We would like to respond to your editorial titled “Regulators, leave subscription policies alone,” dated Dec. 7, 2020.
It is true that these are turbulent times in the insurance market, and that insurers have been experiencing losses from fires, natural disasters, and Covid-19, as well as lower interest rates. It is also true that capacity is limited, but we would submit that the inclusion of a Best Terms Clause has no impact on any of these issues that cannot be addressed through the usual process of underwriting.
The Best Terms Clause is a factor in this hard market, in which insurers are skittish to sign on to a risk and/or limit their participation on certain risks. In a competitive marketplace, more insurers are willing to sign on to a risk at a given price than there are layers to fill.

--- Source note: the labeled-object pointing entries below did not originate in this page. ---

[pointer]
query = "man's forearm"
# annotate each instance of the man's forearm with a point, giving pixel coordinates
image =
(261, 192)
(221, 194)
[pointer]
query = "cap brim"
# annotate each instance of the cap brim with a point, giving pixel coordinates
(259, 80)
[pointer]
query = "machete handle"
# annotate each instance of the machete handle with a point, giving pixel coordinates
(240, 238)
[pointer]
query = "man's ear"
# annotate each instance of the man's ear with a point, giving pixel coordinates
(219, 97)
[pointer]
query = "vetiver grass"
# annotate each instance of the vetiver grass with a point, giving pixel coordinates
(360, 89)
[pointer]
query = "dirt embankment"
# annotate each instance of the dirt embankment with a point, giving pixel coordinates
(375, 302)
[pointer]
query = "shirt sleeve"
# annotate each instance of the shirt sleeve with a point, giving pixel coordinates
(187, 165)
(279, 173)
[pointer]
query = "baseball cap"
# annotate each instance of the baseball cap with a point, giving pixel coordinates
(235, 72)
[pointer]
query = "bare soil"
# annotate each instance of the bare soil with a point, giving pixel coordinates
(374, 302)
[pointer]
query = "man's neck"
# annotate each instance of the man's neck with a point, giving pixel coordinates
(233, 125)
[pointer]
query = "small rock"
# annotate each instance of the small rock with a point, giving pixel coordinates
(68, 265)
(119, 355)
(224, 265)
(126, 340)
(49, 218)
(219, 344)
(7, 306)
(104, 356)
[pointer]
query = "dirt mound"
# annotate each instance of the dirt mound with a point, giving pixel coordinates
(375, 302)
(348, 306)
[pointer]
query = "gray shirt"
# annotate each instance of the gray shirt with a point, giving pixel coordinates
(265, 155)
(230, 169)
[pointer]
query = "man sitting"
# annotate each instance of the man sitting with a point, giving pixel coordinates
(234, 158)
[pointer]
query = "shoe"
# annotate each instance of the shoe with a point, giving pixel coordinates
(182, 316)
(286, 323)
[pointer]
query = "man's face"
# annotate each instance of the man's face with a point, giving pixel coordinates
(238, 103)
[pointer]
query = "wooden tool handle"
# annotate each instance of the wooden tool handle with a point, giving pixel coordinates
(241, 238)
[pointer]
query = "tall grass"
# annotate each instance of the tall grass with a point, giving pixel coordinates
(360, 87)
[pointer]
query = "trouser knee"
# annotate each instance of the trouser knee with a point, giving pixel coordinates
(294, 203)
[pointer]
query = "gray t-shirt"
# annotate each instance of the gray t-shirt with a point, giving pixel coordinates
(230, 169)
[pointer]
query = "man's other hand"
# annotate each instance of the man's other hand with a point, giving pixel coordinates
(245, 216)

While outsiders may not understand the details of a subscription policy, that does not necessarily invalidate their opinions that the process, by current business practice, is patently unfair. The practice of Best Terms has raised the ire of regulators and risk managers, and has been noticed by the media, because it so markedly departs from a standard of fairness and transparency required by any other industry that its justification is incomprehensible.
The true importance for writing this response was a question raised in the editorial that speaks to the insurers’ justification for Best Terms. Namely, “Why are my competitors charging three and four times more for the same amount of coverage when I am the lead insurer doing all of the claims and administration work on the policy?”
The simple answer to this dubious reasoning is this: You said you would in your quote for the business. Had all the other carriers charged the same rate or less than the lead carrier, then the lead carrier would have been satisfied. That has nothing to do with capacity or losses or interest rates, it’s simply sour grapes and greed.
While insurance is important part of the global economy, which no risk manager would deny, the industry continues to display behaviour that appears unethical and borders on anti-competitive. The Best Terms Clause appears largely to be a Canadian phenomenon. RIMS has been investigating this issue and discussing it with their contacts in insurance regulation. BCRIMA will also be providing input to the regulator regarding the practice on behalf of our membership and other commercial insurance consumers.
There will always be subscription policies and that is not the issue. The issue arises where a lead underwriter could low-ball a quote to the broker and then rely on other underwriters, or even collude with other underwriters, to raise the rates on other portions of the risk. With the ability to alter a price that is tied to the pricing of other competitive parties, how else can this practice be interpreted?